Saturday, December 15, 2012

Moving a Volunteer Hazelnut Tree

I didn't plan on moving this tree. While cleaning out compost bins, I looked over to it and decided to. This is a volunteer hazel nut tree.  It's in a corner by the house, with a fence on the South side, the house on the West side, and not much sun on the East side. It's been cut down once or twice. Maybe more. Probably about 6 or 8 years old.

Before digging.  Hard to see if this is one or several, and hard to see where the stem meets the roots.  I made my best guess, and dug under the tree with the shovel.  It came up very easily.  The soil is soft here, having had many years of bark mulch.

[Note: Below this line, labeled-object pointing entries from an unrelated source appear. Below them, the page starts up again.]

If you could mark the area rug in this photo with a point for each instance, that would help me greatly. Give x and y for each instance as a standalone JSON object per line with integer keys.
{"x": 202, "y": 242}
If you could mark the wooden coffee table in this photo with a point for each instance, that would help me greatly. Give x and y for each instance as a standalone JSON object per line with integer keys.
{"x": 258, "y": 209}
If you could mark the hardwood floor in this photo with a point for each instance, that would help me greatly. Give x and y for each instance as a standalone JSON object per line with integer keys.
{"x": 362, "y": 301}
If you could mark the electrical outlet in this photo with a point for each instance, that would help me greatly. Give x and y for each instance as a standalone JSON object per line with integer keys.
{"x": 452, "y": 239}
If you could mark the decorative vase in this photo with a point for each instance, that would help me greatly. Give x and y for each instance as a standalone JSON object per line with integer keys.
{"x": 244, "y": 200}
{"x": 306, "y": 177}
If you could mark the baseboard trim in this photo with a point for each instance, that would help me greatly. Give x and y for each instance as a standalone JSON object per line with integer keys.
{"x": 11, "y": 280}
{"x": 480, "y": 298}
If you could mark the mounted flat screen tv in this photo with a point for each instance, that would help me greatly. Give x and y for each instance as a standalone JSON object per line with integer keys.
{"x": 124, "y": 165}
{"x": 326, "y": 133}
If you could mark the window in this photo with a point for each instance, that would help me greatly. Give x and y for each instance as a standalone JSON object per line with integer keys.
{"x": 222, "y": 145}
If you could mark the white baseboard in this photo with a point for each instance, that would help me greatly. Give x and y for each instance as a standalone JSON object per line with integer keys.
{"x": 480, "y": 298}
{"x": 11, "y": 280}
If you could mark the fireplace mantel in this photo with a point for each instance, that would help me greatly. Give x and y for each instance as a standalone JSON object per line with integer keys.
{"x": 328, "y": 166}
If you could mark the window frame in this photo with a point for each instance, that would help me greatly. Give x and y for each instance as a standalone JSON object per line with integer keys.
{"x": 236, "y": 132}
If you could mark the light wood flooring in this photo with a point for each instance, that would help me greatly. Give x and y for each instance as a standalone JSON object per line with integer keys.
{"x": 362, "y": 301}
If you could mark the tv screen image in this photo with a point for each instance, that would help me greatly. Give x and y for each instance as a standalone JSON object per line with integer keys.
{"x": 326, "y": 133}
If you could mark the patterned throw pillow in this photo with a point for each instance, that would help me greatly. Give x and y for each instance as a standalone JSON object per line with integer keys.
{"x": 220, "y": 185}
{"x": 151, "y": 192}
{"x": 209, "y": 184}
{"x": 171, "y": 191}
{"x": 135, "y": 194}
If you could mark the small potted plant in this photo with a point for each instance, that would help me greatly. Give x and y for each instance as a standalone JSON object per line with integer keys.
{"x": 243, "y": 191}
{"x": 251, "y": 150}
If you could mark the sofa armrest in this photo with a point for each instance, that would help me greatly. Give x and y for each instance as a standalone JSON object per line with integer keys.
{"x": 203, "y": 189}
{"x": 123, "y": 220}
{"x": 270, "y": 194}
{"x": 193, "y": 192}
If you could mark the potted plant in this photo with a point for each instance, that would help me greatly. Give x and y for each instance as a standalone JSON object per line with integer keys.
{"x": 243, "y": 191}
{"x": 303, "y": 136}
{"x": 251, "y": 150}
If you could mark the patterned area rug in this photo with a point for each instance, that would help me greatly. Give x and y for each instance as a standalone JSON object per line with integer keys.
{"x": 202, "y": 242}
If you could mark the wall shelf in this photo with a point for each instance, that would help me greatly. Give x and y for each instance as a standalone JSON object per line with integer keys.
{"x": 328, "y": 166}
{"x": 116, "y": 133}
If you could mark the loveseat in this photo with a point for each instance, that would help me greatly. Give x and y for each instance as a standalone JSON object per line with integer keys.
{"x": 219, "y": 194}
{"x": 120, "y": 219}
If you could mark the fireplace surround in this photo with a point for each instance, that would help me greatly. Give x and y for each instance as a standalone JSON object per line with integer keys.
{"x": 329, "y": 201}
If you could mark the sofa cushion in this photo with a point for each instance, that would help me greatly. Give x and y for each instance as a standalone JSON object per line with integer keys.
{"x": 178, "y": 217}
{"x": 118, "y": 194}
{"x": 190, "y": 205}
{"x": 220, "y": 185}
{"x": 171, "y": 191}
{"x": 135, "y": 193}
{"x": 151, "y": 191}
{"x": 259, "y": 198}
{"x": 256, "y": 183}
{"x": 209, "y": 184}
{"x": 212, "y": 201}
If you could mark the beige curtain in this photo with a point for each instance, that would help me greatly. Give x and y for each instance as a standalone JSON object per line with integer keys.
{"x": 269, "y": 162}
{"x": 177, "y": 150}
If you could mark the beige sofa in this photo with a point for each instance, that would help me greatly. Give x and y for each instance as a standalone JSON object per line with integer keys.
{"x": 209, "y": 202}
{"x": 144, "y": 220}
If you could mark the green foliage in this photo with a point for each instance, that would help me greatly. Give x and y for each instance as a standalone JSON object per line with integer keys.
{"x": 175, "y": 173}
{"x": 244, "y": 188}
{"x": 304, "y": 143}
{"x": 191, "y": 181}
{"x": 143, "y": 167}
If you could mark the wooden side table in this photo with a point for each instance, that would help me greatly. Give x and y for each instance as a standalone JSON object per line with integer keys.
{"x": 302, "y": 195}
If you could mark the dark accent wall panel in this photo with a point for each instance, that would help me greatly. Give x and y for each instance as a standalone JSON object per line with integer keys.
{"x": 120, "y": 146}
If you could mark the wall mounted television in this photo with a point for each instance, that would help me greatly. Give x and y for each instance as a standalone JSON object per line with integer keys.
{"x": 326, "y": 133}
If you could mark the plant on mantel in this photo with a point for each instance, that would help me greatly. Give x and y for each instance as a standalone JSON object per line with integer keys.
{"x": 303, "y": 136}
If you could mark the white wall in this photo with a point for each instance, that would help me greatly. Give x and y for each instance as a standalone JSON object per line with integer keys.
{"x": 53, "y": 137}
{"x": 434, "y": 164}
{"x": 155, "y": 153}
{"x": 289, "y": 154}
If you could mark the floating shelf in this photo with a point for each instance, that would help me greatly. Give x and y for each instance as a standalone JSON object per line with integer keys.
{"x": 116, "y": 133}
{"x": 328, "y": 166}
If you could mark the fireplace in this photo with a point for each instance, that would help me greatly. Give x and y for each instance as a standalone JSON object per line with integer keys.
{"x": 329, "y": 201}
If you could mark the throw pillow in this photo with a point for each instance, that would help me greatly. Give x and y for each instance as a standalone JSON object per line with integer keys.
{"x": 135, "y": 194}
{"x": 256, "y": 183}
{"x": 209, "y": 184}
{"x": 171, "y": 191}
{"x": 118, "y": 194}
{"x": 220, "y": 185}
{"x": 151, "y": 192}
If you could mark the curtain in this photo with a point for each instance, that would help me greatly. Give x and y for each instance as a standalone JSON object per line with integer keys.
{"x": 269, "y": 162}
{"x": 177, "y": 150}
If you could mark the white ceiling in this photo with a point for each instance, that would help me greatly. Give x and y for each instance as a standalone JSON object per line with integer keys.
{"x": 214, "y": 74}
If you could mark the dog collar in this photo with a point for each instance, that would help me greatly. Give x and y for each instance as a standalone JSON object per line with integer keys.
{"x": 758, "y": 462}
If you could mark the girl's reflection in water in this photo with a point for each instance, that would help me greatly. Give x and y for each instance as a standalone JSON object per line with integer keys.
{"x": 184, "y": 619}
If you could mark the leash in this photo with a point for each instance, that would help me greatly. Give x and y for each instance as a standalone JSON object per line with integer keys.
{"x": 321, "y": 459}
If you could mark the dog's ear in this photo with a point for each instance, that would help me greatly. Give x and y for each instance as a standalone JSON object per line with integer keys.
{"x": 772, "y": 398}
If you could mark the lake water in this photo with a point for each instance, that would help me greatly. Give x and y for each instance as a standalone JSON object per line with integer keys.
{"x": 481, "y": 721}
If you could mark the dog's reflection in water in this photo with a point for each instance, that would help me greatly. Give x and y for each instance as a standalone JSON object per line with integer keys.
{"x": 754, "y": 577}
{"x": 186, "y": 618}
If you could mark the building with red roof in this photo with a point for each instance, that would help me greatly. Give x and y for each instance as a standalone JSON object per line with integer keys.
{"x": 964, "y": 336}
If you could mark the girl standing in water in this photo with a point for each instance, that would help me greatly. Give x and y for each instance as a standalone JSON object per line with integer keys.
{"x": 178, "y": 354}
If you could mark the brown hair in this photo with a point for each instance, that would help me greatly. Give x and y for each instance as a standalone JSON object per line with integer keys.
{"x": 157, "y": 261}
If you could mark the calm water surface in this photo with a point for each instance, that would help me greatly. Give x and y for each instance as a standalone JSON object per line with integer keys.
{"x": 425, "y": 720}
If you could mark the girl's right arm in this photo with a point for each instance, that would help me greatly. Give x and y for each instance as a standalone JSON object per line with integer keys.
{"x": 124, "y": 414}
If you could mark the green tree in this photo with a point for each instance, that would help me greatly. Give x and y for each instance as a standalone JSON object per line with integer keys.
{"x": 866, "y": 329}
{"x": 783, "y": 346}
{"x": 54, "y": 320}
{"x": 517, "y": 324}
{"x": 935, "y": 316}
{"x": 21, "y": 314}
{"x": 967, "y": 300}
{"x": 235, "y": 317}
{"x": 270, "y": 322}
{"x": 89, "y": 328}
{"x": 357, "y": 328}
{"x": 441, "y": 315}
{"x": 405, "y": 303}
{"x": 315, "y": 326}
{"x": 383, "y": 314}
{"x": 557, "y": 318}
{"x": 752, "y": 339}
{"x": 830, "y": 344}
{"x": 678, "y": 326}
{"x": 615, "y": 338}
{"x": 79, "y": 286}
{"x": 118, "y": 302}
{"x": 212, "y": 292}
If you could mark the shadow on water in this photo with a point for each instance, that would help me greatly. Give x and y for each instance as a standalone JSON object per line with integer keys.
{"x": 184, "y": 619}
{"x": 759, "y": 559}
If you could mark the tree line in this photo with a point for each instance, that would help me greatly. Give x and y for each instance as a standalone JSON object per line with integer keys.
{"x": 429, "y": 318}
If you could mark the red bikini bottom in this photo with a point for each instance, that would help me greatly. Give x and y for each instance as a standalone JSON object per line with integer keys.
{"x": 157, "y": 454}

I imagine these are "squirrel planted".  Our friendly Sciurus arborists have planted a lot of nuts around the yard.  In addition to scarfing up every nut from the trees.
Clearly 2 trees.  Possibly one multi-stem, or more than one growing together.  I think it's one multistem.
Added potting soil to keep roots moist for transport.
Divided almost by accident.  I moved the stems around to see where they were joined, and they just broke apart.  Now I have a larger one with a lot of roots, and a smaller one with a few roots.  Plus 2 other smaller ones, one from this bunch and the other clearly separate.  The small ones are back into the potting soil while I decide what to do with them.  Maybe, by growing more, and larger, nut trees, there will be one or two nuts left for me to taste.
Planted. Now I have a row of 4 Hazelnut trees. Two of bearing age, one one-foot-tall seedling, and this 6 foot tall sapling.  I planted it as straight as I could.  I'll keep the top for a while to tie to a post and straighten it a bit more, then prune next summer for scaffold branches similar to the others.  This sapling is about 7 foot tall.  It did not look that big in the corner, due to laying on its side.

I gave it a good sprinkling of Plant Success Mycorrhiza, which I have no proof is helpful but am doing anyway.  Planted in the native topsoil, and mulched with compost.  Settled in for the winter.

Amazing to be planting trees in mid December.


  1. Hope you have success with your transplanting. I gather wild hickory nuts, as well as black walnuts. It's a good winter-time activity cracking them open.

  2. Thanks for the comment. Wild hickory nuts - sounds great! Didn't Euell Gibbons collect those a long time ago?